For example, each year we report on a number of risk categories. This shows us where we need to focus and prioritize. This graph created at the end of last year, showed that our risks in terms of reputation, insurance and guarantees, credit, market and liquidity remained low.

So, with this information in hand, we know we can focus on categories of higher risk.

The fact that strategic risk is in the moderate zone tells us that we need to continue to optimize our ability as an organization to foresee and plan how to respond to changes in our environment.

The fact that operations risk was high, reaffirms our plans to continue shoring up our internal systems — namely IT systems — which have suffered from many years of underinvestment.

Identifying and addressing this risk led to and continues to inform a multi-year technology and business transformation initiative currently underway at CMHC. It’s a major push to improve client and employee experiences, create opportunities to innovate and transform our services. And in turn, it will allow us to better embrace agility and risk in our work.


Text version

Low acceptable — risk is low or appropriately managed, no action required.

Reputation risk

Insurance and guarantee risk

Credit risk

Market risk

Liquidity risk

Moderate cautionary — requires on-going management attention, action may be required

Strategic risk

High cautionary — requires close management attention

Operational risk

† Risk is low or appropriately managed, no action required.

+ Requires ongoing management attention, action may be required.

* Requires close management attention.

One of the things I’m most proud of — and what has been key to our growth in risk management — is our work to create a risk culture.

As you all know, changing culture in any organization is difficult. Cultivating a risk culture doesn’t just happen organically. We’ve had to be proactive, consistent and committed to keeping the risk conversation going.

We developed an employee awareness campaign, called Risk is Everyone’s Business, and offered training to empower employees.

Managers are tasked with discussing risk with their teams — both the actual risks in their everyday work, and making the connection with the broader conversation about risk as a strategic direction.

We address risk in blogs and articles in our internal e-bulletin and intranet.

My team and I have hosted live info sessions for staff and prepared online training modules for new staff as part of the onboarding process.

Perhaps the most important move was to embed risk in our corporate values. These are the touchstones for our work. They send a powerful message of what we expect from each other.

This slide shows three of our ten values:

“Be an owner” means owning responsibility for success and failures.

“Celebrate both wins and failures” acknowledges that failure can be an acceptable risk — and an integral part of innovation.

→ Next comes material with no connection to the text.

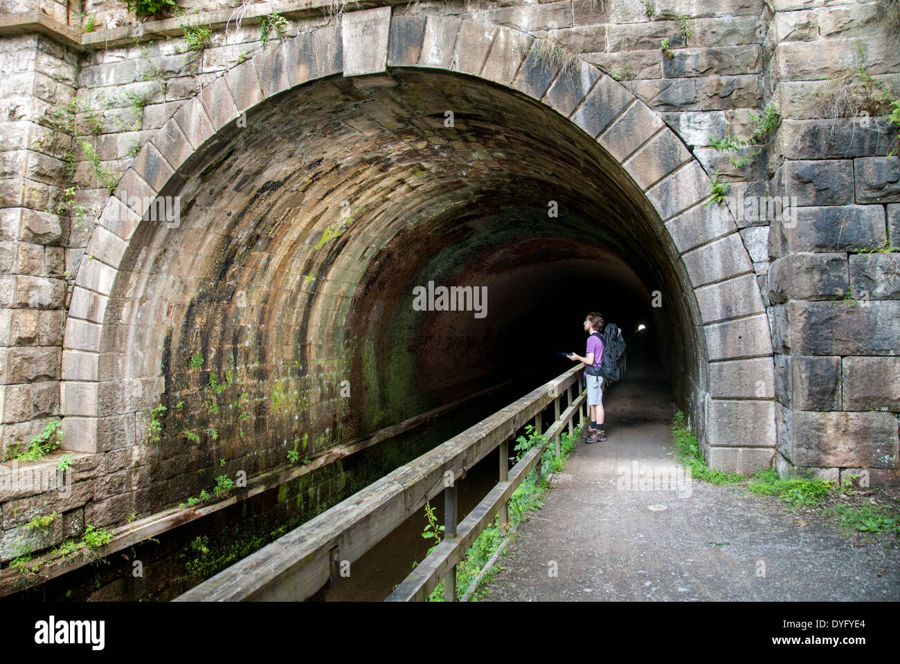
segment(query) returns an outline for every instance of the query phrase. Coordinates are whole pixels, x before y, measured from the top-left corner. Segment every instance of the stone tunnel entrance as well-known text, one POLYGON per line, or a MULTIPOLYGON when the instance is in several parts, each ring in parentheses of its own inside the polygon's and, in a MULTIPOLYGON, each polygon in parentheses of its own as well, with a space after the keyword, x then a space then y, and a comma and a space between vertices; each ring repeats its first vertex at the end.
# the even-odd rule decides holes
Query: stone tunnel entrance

“Ask why” engages staff in innovation. It sends a message that constructive criticism and questioning is encouraged by all levels in the organization. Our President reinforces this value and often tells staff that the most costly words to any organization are: “We’ve always done it this way.”

The good news is that these awareness efforts are paying off.

We take regular, short surveys of staff on the topic of risk. When we started we simply wanted to gauge get an evolving portrait of their understanding and awareness of risk.

Over the years, we’ve added more questions about behaviours related to risk. We have also defined our aspiration in term of risk culture and communicated it with our employees. They feel more empowered: one of the highlights of 2017 was seeing that 84 percent of staff agree with our risk management culture.

In the five years since we began our major push to strengthen risk culture at CMHC, we’ve also seen great progress in the levels of awareness, understanding and behaviours. Most important, we’re seeing a consistent shift from risk averse to smart risk taking. And we hope to push the needle even further in 2018.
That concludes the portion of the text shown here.